American Airlines Baggage Handler Receives Life Sentence

American Airlines Baggage Handler Receives Life Sentence

On October 17, 2012, Immigration and Customs Enforcement announced that Victor D’Costa Bourne received a sentence of life in prison for his role in a huge international drug trafficking ring.  

James T. Hayes, the special agent in charge of HSI New York, stated, “Victor Bourne and his crew of corrupt former American Airline employees mistakenly viewed drug smuggling as a path to riches.  The sentencing today serves as a stern warning about the consequences awaiting drug smugglers.”  

Bourne was a leader for a drug trafficking organization that smuggled drugs from the Caribbean to the United States through the John F. Kennedy International Airport.  During the investigation of Bourne’s case, 20 convictions were handed out, 19 airplane employees were arrested, 13 kilograms of cocaine and 2,900 pounds of marijuana were seized, and $6.9 million was forfeited.  

According to court documents, Bourne’s organization recruited employees from American Airlines and other airlines at both domestic and international ports of entry.  Bourne gave crew chiefs money to assign certain baggage handlers, and the baggage handlers were then paid thousands of dollars to retrieve the cocaine when it arrived on the flight.  
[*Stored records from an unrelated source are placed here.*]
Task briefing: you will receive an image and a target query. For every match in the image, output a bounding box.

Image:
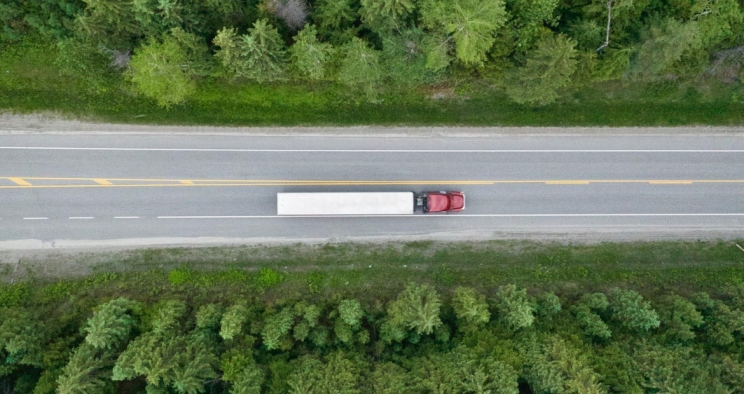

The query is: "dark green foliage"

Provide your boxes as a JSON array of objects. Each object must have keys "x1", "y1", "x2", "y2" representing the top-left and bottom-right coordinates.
[
  {"x1": 0, "y1": 0, "x2": 744, "y2": 114},
  {"x1": 85, "y1": 298, "x2": 135, "y2": 349},
  {"x1": 0, "y1": 243, "x2": 744, "y2": 394},
  {"x1": 506, "y1": 34, "x2": 577, "y2": 106},
  {"x1": 452, "y1": 287, "x2": 491, "y2": 329},
  {"x1": 256, "y1": 268, "x2": 284, "y2": 287},
  {"x1": 380, "y1": 283, "x2": 442, "y2": 342},
  {"x1": 609, "y1": 288, "x2": 660, "y2": 331},
  {"x1": 493, "y1": 285, "x2": 535, "y2": 331}
]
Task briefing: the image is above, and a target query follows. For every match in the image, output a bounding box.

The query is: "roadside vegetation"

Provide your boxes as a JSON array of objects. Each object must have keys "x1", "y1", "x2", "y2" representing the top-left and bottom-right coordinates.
[
  {"x1": 0, "y1": 241, "x2": 744, "y2": 394},
  {"x1": 0, "y1": 0, "x2": 744, "y2": 126}
]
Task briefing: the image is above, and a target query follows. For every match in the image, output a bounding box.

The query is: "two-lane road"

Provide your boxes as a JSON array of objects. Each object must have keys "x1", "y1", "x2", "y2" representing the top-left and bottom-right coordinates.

The cocaine was smuggled into the United States in aircrafts’ cargo holds, ceilings, wing assemblies, avionics equipment, and other parts of the planes.  The investigation proved that Bourne was responsible for smuggling more than 150 kilograms into the United States.  He was also making plans to smuggle larger amounts of cocaine in cargo containers.  

U.S. Attorney Loretta E. Lynch stated, “Bourne not only abused the trust of American Airlines to satisfy his own financial greed, but by compromising security at JFK Airport he placed all travelers at risk.  In this post-9/11 era, we will continue to aggressively investigate and prosecute those at our ports of entry who violate our nation’s drug trafficking laws and threaten the integrity of our borders.”